The University of Texas at Austin has relocated statues of Confederate President Jefferson Davis and President Woodrow Wilson for their associations with slavery and racism.

University officials removed the Davis statue in late August, saying “it was no longer in the university’s best interest to continue commemorating him.” The Wilson statue was also moved to a campus museum for more obtuse reasons. Officially, it was for “symmetry,” but the 28th president supported segregation and showed the racist film “The Birth of a Nation” in the White House.

Thomas Jefferson and Andrew Jackson, both slaveholders, are in posthumous trouble, too. In many cities, Democrats are renaming their traditional Jefferson-Jackson fundraising dinners. Allegheny County Democrats are considering it but have not yet made a decision.

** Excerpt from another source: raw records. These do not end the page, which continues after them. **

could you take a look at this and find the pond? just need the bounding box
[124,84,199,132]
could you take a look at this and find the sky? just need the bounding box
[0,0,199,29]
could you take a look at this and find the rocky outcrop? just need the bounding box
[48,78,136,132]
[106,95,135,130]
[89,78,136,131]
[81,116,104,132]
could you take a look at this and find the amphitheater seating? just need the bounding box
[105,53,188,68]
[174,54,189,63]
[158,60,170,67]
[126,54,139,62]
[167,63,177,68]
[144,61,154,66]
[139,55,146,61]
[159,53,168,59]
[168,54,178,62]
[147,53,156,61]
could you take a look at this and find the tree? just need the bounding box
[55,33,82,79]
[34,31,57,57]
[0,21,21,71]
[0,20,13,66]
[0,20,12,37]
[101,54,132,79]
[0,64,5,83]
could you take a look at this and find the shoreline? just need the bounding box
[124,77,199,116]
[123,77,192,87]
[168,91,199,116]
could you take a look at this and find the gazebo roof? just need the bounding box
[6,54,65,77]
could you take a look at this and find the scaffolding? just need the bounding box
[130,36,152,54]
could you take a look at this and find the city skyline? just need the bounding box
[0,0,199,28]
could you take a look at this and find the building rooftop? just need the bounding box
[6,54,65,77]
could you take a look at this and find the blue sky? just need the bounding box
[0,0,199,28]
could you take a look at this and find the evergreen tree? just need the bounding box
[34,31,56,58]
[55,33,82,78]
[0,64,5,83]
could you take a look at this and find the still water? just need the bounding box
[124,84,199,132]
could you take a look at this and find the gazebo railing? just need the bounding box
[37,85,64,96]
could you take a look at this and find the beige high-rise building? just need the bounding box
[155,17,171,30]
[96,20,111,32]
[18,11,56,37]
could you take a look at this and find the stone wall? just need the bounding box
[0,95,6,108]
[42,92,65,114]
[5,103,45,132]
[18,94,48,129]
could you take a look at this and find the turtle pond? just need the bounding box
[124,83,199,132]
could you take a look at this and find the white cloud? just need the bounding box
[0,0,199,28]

If Jefferson falls, George Washington could, too, and the poignant statue of the general and Indian chief Guyasuta, crouched high upon Mount Washington, would be endangered — as well as the Washington Monument and countless cities bearing his name.

While he made provisions for their freedom in his will, the nation’s first president owned slaves from age 11 until his death. The website of his Virginia estate, Mount Vernon, acknowledges the troubling history matter-of-factly, without defense or condemnation.

This is a good model for the nation to follow when it comes to its flawed presidents and other historic figures. Honor the office; the facts will speak for themselves.